Anteroposterior (A) and lateral (B) X-rays depicting cortical button fixation on the medial epicondyle. The new humeral tunnel is shown with the blue arrow. The prior humeral tunnel is seen with the green arrow. Notice the new tunnel is significantly longer than the original tunnel. The preoperative calcification within the ligament is still seen (red arrow), as the removal of this calcification would have necessitated.

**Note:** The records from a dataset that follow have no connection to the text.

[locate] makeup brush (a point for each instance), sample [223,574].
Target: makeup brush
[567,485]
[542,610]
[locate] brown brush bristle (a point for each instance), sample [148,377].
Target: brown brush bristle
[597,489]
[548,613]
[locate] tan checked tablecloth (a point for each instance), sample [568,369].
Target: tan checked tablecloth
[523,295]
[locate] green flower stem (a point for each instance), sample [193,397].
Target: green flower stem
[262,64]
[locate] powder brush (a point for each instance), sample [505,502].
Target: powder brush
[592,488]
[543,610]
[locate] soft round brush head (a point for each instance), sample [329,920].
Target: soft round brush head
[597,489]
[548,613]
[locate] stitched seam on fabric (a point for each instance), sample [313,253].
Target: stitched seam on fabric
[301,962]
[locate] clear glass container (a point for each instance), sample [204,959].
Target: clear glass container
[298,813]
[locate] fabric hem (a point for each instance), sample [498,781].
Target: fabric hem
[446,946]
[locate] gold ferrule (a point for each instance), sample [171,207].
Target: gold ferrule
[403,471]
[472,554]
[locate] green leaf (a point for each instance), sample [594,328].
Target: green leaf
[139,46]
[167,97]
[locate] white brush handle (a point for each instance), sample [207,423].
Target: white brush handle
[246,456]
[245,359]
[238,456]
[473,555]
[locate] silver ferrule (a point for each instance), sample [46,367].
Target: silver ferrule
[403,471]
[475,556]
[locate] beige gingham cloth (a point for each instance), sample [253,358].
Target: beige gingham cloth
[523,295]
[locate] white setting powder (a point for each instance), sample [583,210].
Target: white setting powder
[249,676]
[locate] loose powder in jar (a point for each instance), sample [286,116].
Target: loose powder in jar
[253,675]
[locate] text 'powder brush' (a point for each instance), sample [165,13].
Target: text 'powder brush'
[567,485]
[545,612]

Post-Surgical Rehabilitation

  • Rehabilitation following revision Tommy John Surgery is similar to that following primary Tommy John Surgery, although the phases are typically extended by 4-6 weeks depending on how the athlete is progressing. Timing of RTS following revision Tommy John Surgery is typically longer than following primary Tommy John Surgery, and can often be as long as 12-20 months, with some patients taking even longer to reach their preoperative level of competition. Recent studies have found the average time from revision Tommy John Surgery to RTS in major league baseball (MLB) pitchers to be 20.76 months. To an even bigger extent than following primary Tommy John Surgery, special attention must be paid to teaching the pitcher proper pitching mechanics to prevent excess stress on the graft. Similarly, ensuring the pitcher regains strength of both the upper extremity and core is paramount, as is avoiding pitching while the pitcher is fatigued. A slower throwing progression program is also advocated.

Success of Second Time Surgery not as Good

  • Unfortunately, the results following revision Tommy John Surgery are inferior to those following primary Tommy John Surgery and is considered between 33%-78%.